OIDs should be thin wrappers

(Bug, To be Fixed , Priority: High, Test Status: No automated tests yet , Reported By Justin du Coeur, )
Summary: Querki was originally written in 2.10, and that occasionally shows -- it turns out that OID is an AnyRef pointing to a Long, which is an insane amount of memory. We can probably improve that by turning it into an AnyVal. (??)
Remind myself of when AnyVal breaks down, to make sure this actually makes sense. In particular, is the AnyVal as a Map key box-free? Not necessarily -- it looks like that is sort of dangerous.
What we're really looking for is a newtype, and we don't actually care about whether it is completely opaque. Maybe just use a type tag instead?
Really, the best answer is likely this newtypes library.
Later: On reflection, knocking this down from Critical to High, because I'm not sure how much it matter in practice.
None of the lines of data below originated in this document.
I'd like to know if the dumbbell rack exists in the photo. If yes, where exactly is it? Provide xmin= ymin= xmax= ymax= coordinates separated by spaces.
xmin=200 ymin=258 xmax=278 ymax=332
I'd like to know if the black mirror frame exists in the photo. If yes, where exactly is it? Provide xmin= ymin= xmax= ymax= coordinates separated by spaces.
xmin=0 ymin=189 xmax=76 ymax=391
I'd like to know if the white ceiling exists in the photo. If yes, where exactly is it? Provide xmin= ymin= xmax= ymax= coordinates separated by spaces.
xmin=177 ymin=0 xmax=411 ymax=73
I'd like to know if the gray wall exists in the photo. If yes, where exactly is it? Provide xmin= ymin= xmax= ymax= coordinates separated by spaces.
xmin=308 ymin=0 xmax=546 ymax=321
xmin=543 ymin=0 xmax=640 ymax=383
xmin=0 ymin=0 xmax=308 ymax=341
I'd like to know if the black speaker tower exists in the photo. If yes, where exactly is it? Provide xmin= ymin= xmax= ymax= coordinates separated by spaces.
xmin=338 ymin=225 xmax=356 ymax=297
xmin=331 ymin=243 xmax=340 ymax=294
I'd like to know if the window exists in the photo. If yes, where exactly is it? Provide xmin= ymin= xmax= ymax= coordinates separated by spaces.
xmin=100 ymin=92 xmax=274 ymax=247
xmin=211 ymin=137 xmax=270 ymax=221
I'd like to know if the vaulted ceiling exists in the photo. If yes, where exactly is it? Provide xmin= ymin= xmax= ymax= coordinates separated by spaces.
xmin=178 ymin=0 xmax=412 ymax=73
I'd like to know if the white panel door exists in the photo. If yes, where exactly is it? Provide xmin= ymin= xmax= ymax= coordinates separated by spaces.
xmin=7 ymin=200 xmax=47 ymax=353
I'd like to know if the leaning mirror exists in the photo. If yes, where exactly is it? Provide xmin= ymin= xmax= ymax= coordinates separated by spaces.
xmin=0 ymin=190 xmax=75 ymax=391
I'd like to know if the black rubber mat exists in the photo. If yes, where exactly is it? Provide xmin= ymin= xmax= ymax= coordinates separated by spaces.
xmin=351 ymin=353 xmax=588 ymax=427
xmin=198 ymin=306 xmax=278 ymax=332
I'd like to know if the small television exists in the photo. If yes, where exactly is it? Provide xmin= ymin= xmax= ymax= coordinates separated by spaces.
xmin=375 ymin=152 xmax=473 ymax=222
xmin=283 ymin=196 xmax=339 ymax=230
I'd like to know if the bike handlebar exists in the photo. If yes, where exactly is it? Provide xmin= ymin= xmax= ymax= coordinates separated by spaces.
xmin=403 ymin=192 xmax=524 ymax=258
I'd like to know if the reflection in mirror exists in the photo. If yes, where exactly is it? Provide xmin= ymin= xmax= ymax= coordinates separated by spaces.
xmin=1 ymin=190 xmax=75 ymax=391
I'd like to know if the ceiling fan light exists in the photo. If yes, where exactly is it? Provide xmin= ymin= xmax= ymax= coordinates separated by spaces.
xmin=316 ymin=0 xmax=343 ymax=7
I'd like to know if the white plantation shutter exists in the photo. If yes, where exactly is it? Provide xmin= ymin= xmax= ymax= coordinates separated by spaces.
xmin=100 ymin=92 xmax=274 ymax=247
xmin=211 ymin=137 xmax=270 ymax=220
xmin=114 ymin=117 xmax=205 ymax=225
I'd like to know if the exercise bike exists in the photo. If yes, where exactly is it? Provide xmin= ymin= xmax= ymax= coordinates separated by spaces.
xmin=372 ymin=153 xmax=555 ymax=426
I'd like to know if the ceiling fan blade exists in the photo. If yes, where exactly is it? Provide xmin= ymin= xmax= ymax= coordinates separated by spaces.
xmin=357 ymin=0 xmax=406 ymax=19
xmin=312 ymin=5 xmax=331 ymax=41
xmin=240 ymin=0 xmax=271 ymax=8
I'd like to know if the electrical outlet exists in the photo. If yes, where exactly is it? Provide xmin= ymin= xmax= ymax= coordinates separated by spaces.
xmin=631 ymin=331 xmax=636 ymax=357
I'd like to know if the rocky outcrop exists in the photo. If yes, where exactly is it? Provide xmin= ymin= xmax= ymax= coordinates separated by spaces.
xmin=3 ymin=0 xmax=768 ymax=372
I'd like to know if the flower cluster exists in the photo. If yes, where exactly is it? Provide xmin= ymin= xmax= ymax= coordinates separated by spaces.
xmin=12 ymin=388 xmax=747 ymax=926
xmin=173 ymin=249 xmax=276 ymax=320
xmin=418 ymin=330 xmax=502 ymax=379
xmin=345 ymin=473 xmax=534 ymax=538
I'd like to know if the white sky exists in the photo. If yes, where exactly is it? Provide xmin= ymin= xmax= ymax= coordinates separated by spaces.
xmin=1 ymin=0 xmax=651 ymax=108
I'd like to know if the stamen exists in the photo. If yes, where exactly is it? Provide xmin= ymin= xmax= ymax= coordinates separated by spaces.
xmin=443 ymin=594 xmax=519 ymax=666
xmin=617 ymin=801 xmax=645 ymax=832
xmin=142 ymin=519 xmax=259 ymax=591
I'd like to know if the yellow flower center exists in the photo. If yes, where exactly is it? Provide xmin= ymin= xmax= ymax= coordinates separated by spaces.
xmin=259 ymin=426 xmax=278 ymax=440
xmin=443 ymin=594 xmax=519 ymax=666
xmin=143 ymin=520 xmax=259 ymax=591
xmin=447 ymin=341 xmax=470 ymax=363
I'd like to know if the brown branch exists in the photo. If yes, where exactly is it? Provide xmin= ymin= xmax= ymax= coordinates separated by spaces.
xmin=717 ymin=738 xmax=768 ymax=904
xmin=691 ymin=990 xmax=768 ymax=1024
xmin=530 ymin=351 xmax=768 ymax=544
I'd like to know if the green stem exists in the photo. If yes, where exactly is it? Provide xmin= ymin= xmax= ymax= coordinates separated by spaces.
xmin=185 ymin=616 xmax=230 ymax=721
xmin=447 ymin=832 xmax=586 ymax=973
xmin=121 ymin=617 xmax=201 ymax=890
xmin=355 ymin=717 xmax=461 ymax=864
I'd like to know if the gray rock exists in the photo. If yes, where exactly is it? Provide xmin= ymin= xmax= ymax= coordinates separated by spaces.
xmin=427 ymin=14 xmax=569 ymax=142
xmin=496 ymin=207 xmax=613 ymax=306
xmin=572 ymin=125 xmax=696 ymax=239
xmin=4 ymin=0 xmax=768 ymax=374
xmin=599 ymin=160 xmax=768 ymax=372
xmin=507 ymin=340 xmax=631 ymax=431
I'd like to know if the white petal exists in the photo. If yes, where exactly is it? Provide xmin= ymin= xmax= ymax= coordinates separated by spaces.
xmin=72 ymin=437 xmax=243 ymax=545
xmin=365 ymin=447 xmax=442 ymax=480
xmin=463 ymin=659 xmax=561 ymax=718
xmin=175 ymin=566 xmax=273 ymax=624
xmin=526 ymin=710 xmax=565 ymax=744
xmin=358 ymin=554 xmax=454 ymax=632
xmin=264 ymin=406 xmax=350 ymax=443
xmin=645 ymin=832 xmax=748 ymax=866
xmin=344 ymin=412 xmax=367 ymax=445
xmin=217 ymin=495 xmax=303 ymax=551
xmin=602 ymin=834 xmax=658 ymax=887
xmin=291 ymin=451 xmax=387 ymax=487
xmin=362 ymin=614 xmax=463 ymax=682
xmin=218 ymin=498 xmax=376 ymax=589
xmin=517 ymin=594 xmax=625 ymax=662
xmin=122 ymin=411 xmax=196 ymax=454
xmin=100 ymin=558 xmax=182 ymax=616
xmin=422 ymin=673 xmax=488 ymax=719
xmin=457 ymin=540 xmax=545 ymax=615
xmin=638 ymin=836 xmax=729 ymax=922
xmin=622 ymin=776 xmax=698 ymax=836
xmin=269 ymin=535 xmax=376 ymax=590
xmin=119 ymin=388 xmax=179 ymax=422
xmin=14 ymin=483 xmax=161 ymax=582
Consider: OIDs are mostly used as keys in PropertyBundles. If we fully optimized that -- made OID a newtype and specialized the Map -- we would go from an 8-pointer pointer to an OID to an 8-byte Long. There's no obvious improvement there. It would make a significant difference if a given OID had many distinct instances: if those pointers tended to be pointing to separate wrappers for the underlying Long. But it's unclear how often that is true. It might be common enough to matter (especially if reading in the Space produces large numbers of distinct case class instances), but we need to do some analysis before I'm sure that that is the case.